Thursday, 17 October 2013

Hiatus Kaiyote - Tawk Tomahawk - released July 2013 on the Flying Buddah label


Genres: Soul, Rhythm and Blues

At best, this is a promising debut from an Australian act that should produce greater stuff in future and at worst it is kind of frustrating in that it doesn't play to its strengths. This Australian  soul outfit who formed in 2012 try very hard, possibly too hard, as the production choices on this disc saps energy from their talent and the lead singer fights the music to be heard. The ever present bass has an enveloping hazy sound that seems lifted from dub but it doesn't quite fit the most prominent singing style chosen here which is indebted to soul acts like Nina Simone or a slightly freakier equivalent.There is also keyboards that are way to far to the front of the mix and guitars that are buried too far in it. The vocals sound at time behind the bass and keyboard which makes the music sound like it should be center stage leading to the feeling that the songs were an afterthought.  This may have been the case, I don't know. It's just a strange fit. It would probably make more sense in a live setting and if I see this band playing near me I would definitely check them out.

I knew very little about this group past what I read in the linear notes, where I gleamed that the lead singer goes by the silly moniker of Nai Palm, but I had very high hopes on my first listen through the tracks. I was pleasantly surprised that it had the uber-cool sound of a producer like Flying Lotus, who apparently has been promoting this band, but he doesn't deal in songs much and is more in the realm of stay-at-home with headphones dance music.What is here is songs and occasionally aimless instrumentals.
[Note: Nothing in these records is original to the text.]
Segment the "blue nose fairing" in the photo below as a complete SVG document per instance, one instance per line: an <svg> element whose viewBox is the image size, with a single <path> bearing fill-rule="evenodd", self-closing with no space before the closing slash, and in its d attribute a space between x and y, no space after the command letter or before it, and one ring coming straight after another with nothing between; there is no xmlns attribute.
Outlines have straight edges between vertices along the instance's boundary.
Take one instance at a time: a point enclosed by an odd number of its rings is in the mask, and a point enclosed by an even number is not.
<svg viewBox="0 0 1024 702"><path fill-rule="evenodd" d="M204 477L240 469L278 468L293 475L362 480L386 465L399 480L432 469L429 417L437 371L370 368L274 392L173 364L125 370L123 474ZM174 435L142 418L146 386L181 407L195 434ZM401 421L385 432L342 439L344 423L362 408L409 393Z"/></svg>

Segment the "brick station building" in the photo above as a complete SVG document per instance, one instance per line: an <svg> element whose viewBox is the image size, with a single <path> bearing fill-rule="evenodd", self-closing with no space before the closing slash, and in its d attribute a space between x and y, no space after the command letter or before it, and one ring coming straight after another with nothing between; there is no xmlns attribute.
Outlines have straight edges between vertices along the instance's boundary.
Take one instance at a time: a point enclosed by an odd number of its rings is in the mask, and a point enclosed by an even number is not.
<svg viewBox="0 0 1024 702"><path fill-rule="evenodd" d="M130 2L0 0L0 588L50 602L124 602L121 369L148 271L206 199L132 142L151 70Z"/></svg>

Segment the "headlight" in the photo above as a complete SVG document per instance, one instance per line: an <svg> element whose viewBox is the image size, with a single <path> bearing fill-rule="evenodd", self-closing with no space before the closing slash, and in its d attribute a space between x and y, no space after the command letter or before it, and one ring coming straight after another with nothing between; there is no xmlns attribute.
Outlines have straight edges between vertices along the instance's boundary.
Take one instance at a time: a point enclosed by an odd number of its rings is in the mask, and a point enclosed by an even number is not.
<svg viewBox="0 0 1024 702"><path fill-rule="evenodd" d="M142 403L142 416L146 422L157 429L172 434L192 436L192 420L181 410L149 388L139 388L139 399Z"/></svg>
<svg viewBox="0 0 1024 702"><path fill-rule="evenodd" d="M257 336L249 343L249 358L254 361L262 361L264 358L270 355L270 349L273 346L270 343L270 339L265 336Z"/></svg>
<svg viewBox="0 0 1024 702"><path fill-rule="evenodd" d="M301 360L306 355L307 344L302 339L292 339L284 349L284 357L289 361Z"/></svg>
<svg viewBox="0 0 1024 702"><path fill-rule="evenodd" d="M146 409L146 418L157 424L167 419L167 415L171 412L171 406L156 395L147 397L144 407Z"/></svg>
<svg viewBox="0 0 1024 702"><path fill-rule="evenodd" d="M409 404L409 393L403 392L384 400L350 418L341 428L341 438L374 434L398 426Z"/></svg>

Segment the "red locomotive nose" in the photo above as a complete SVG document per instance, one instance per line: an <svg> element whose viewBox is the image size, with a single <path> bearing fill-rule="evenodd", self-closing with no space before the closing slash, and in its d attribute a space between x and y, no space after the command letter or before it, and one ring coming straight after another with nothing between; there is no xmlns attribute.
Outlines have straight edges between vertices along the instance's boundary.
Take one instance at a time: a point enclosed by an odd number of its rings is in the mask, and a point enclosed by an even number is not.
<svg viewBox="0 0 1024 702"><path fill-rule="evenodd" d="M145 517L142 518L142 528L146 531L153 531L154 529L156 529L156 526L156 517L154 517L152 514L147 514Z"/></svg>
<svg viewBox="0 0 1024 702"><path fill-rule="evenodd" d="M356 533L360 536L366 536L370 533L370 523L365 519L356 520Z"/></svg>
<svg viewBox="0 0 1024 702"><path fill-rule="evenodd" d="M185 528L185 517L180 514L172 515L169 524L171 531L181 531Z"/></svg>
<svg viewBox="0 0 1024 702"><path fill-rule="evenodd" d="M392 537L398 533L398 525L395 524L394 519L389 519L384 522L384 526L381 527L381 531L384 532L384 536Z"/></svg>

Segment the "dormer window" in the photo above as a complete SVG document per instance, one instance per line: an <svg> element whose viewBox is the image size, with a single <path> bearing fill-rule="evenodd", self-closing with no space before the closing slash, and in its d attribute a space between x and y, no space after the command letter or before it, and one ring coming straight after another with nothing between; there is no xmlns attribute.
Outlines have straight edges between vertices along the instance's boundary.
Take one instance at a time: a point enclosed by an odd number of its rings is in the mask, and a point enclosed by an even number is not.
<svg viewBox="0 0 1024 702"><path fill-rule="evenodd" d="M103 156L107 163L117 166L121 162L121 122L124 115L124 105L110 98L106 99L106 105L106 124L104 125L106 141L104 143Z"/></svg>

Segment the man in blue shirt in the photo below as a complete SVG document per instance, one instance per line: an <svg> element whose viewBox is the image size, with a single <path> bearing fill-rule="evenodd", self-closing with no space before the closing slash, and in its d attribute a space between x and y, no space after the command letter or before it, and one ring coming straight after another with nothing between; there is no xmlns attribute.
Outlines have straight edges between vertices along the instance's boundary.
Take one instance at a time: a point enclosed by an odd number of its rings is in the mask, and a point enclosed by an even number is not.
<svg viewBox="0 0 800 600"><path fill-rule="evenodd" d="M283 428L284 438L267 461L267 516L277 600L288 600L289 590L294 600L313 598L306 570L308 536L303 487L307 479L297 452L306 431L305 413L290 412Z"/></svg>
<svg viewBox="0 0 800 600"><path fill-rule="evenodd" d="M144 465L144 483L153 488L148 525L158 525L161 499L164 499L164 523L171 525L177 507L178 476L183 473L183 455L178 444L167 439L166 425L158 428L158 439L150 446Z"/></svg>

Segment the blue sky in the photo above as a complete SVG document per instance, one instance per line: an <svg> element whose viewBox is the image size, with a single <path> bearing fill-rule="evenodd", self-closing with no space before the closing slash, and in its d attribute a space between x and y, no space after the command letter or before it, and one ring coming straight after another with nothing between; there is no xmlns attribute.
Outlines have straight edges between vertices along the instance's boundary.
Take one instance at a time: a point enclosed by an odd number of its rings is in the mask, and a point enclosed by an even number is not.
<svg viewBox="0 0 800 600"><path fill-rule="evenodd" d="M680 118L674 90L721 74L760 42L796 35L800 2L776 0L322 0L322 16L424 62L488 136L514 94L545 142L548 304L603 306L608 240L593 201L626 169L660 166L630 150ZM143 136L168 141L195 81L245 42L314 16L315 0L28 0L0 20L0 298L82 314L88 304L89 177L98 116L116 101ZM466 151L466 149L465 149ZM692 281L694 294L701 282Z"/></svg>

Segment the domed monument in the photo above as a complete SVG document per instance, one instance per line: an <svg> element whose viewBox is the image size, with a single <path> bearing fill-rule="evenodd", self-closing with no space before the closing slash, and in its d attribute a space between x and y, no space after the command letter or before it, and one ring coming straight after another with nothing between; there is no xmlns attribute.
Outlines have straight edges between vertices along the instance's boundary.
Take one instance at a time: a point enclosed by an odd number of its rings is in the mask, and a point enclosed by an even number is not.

Overall the lyrics are stream of consciousness rants but that isn't a problem, even when the lyrics get really strange, it's that the singer seems to want to desperately stand-out  but hasn't got much to say. She caterwauls and then croons, she tries everything to fights the monstrous bass sound and the result is a knotted up album that would work better in snippets in a mix-tape or DJ set. This isn't too harsh a criticism as there is good stuff here, the track 'Nakamarra' is the least complicated by intentional weirdness and it sounds competent. The singer does, for the most part, go up and down her register and all across a wide range of vocal styles effectively but like any young act it lacks refinement.

A very promising new act but the album is mixed. If you're a DJ you'll get more out of this disc than a casual listener who will find it something worth admiring but not something to love.

RATING: 2.5/5 STARS 

Below is the song 'Nakamarra' by Hiatus Kaiyote.


Tuesday, 15 October 2013

Edgeland - Karl Hyde (Universal Music) - released April 2013


Genres: Electronic, Ambient, Alt-pop

Former vocalist for the electronic act Underworld, Karl Hyde's first venture into a solo recording starts with an absolute stunner in the song 'The Night Slips Us Smiling Underneath Its Dress' that has the same transcendent post-modern feel that typified his previous act's best work but with a greater focus on his lyrics. This track is filled with drugged excitement, a cold echoed piano eventually turns the corner into a warm guitar solo. The lyrics seeming to detail in a pastiche fashion a night out in Lewisham at 2am involving laughter, African Queens, a car crash, drugs and some lonely time travelling through it as a passenger in a black Mercedes with a very tired driver. It is a great start but nothing else gets to this song's high but some do come close. The following song 'Your Perfume Was the Best Thing'  is almost a standard pop song save for a few abstract lyrics and has the pronounced chorus to prove it, it is memorable. 'Shoulda Been A Painter' is a bright sounding song filled with wonder. 'Boy with the Jigsaw Puzzle Fingers' has a kind of unfurling wonderment in the face of the chaos of modern city living.

The feeling of wonderment seems to be the main feeling of all the characters on this album and it seems that these characters are all travelling somewhere in a city somewhere watching life around them. It has the perfect ambient backdrop of keyboards with electronic clicks and beeps to underscore Hyde's lyrics with copious amounts of filters over those. If I had a distinct criticism of this music it is that it drifts a bit like ambient music can, it becomes mood-music that only appeals to people in that mood, the lyrics can occasionally become meanderings. There seems to be only a few tracks that take hold of the listener but overall the album hits its mark without exceeding it.